Alan Furst, author of over a dozen historical spy novels, has brought us a new one.  Furst often starts at the Spanish Civil War which was a rehearsal for Nazi Germany.  In his latest novel, Midnight in Europe,  Furst  takes us through Europe in the years immediately preceding the invasion of Poland.  As stated by Sir Edmond Grey, British Foreign Secretary in 1914, "The lamps are going out all over Europe." Furst takes this quote as the theme of his book in which people and places are not what they seem and the treat of war is almost palpable.  Ordinary people such as the protagonist, Christian Ferrar, an international attorney, are drawn into the dangerous game of espionage and weapons smuggling in order to protect what is still honorable. 
Anyone taking one of those Europeans river cruises should read Alan Furst.  His scenes in cities such as Istanbul, Warsaw, Gdansk and Brno give a unique insight into Europe then and now.

Wednesday, June 4, 2014

Two little known, but extraordinary women- The Invention of Wings

When we think of abolitionists, we remember some familiar names from our history books - William Lloyd Garrison, Frederick Douglass, Sojourner Truth, Harriet Beecher Stowe, Robert Gould Shaw and the Massachusetts 54th, Bronson Alcott(father of Louisa May).  Of these folks who were white, they were all upper class, Northeast liberals. However,  two women from South Carolina, Sarah and Angelina Grimke, who were born into a wealthy slave-owning family came to abhor the South's "peculiar institution."  These two remarkable sisters opposed their family, friends and society to speak their conscience about the evils of slavery which they personally witnessed.  Moreover, they campaigned for the abolition of slavery, racial equality and women's rights years before Seneca Falls!

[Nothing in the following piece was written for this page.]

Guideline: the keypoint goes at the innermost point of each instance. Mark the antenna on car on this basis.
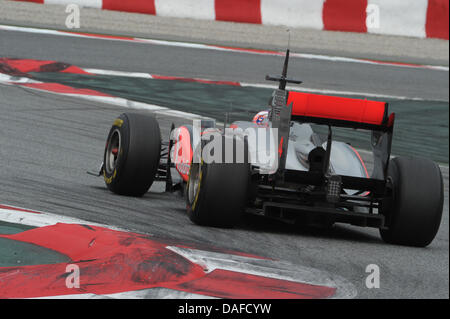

In her latest novel, The Invention of  Wings,Sue Monk Kidd, author of the Secret Life of Bees and The Mermaid Chair,  gives voice to the Grimke sisters as well as a fictionalized slave who was given to Sarah Grimke as a birthday gift on her eleventh birthday. In beautifully written dialog, Kidde brings to the page a woman born into slavery who managed to survive a brutal system which divided families and dehumanized both  the slave and the slave owner. Kidd also uses the quilts often made by slave women to tell their stories, several of which are currently on display in Washington and Boston.  Denmark Vesey, a freed slave, who organized one of the few documented slave revolts is also a character in this book.


All in all, this is an eye-opening book, which is difficult to put down.  This would be an excellent choice for a book discussion group and I hope Hollywood starts working on a movie version.